In practice, this means that a judge may use judge-found facts regarding acquitted conduct to increase the sentence of a defendant whose legally justified punishment would otherwise be much lower without the use of acquitted conduct. Say, five years imprisonment, to twenty years imprisonment by essentially overriding the jury’s acquittal decisions.

2. Cheryl Putra

Surveillance officers observed several drug transactions involving Ms. Putra and a codefendant on two consecutive days. Putra was charged with aiding and abetting in the crime of possession with intent to distribute cocaine for transactions on each day. She was convicted as charged for the first day’s activities, but acquitted on the second.

According to sentencing guidelines, the penalty for her conviction would have been 15 to 21 months in prison. She was sentenced to 27 months, based on guidelines that were enhanced for the charge on which she was acquitted.

3. Roger White

In 2002, Jeffrey Wright and Laurie Ann Fischer robbed a bank in Maysville, Kentucky, each armed with a .357 caliber firearm. They fled in a car driven by Wright’s brother, Roger White, who acted as the getaway driver. According to press reports, White led police on a high-speed chase while shots were fired from the car at police.

After the chase, Wright took his own life. Fischer was later convicted on multiple counts of bank robbery and using a handgun and was sentenced to 25 years in prison.

At trial, White was convicted of aiding in the robbery, but acquitted of charges related to use of a firearm during the robbery and escape. Nevertheless, the judge added nearly 14 years to White’s sentence, almost tripling it to 22 years.

The U.S. Court of Appeals for the Sixth Circuit later upheld the sentence.

4. Gregory Bell, Joseph Jones, Antwuan Ball, Desmond Thurston, David Wilson, et al.

From 2005 to 2010, 18 people associated with the “Congress Park Crew” were indicted as part of a conspiracy for crimes, including crack dealing and armed robbery. While most of the accused entered guilty pleas, a few exercised their right to a jury trial.

The jury acquitted them of the most serious charges, but convicted them of distributing what Supreme Court Justice Antonin Scalia later characterized as “very small amounts of crack cocaine.”

While sentencing guidelines for these convictions generally recommend a range between two and six years in prison, the judge sentenced the defendants to between 15 and 19 years, enhancing the sentences based on charges for which they had been acquitted. (Notably, Supreme Court Justice Brett Kavanaugh registered his misgivings about acquitted conduct sentencing when this case came before the U.S. Court of Appeals for the D.C. Circuit.

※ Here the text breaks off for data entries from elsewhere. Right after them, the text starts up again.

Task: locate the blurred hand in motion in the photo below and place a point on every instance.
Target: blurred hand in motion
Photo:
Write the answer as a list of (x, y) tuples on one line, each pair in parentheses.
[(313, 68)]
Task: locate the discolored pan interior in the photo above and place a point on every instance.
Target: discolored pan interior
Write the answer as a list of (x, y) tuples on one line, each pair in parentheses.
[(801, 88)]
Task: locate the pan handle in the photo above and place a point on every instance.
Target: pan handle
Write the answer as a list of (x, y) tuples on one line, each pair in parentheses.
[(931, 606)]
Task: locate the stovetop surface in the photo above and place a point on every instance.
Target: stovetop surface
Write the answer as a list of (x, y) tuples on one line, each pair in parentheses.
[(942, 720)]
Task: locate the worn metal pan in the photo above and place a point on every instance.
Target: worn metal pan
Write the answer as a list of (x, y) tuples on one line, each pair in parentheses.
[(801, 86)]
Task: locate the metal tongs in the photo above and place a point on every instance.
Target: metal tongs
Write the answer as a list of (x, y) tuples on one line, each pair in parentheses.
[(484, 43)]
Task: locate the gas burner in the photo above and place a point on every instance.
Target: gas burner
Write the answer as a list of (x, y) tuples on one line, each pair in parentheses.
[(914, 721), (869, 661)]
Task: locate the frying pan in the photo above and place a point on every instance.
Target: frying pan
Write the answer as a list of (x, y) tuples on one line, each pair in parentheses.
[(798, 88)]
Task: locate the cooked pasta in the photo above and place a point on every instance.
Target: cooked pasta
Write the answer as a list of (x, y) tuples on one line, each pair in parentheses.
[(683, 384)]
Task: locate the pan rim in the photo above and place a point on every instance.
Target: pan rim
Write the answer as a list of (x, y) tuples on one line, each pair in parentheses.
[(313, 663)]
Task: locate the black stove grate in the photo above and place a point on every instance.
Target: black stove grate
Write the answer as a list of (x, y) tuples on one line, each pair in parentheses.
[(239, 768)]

The Washington Times eventually published an open letter from a member of the jury objecting to the sentence:

“[W]e spent 8 months listening to the evidence. … We deliberated for over 2 months, 4 days a week, 8 hours a day. …  We, the jury, all took our charge seriously. We virtually gave up our private lives to devote our time to the cause of justice. … We listened, we thought, we argued. … Eventually, through every hour-long tape of a single drug sale, hundreds of pages of transcripts, ballistics evidence, and photos, we delivered to you our verdicts. What does it say to our contribution as jurors when we see our verdicts … not given their proper weight[?]”

If the Supreme Court ends the practice of acquitted conduct sentencing, it would ensure that people are punished for crimes of which they are convicted, but not for those on which they’re acquitted. This will help protect the innocent and ensure that criminal sentences are appropriate to the crimes.